A student who has performed well in the Algebra 1 course and who is recommended by the Algebra 1 teacher will be placed in the Algebra 2 Honors course. The Algebra 2 course starts with a review of the algebraic concepts learned in Algebra 1. The curriculum expands on the numbers systems studied in the Algebra course and takes the study of polynomials, factoring, and rational expressions to the next level. Students move on to study linear functions in greater depth before moving on to the quadratic function and the rational function.

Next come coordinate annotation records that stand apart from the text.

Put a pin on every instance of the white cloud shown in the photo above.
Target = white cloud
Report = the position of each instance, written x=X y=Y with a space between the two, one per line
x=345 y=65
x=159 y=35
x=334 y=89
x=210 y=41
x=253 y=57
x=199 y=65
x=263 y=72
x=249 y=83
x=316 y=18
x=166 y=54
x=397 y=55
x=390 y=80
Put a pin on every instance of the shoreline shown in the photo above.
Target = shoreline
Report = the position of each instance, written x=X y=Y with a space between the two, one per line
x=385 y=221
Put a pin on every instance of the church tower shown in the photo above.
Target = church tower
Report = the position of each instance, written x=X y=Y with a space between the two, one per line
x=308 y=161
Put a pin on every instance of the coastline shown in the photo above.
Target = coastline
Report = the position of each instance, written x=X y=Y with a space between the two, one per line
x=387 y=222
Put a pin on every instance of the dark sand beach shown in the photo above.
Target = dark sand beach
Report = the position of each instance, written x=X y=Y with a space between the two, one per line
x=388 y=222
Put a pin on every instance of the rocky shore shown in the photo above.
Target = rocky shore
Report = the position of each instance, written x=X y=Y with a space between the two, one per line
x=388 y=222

In addition, students will study exponents and the exponential function, logarithms and the logarithmic function, radicals, complex numbers, introductory trigonometry, sequences and series, and function transformations.

Precalculus

Grade 10: 1 credit
Prerequisite: Algebra 2 

For students who have completed Algebra 2, this course is challenging but moderately paced. Topics include trigonometry, basic analytic geometry, and elementary and transcendental functions, with an emphasis on domain and range of functions, complex numbers,and basic algebraic concepts that are fundamental to success in calculus.  This course requires higher-level abstract thinking, and, whenever possible, students study functions from all four perspectives: verbally, analytically, graphically, and numerically. The course is designed to prepare the students for future course work in mathematics such as calculus and statistics.

 

Precalculus Honors

Grade 10: 1 credit
Prerequisite: Geometry Honors, Algebra1 Honors, Algebra 2 Honors and teacher recommendation. 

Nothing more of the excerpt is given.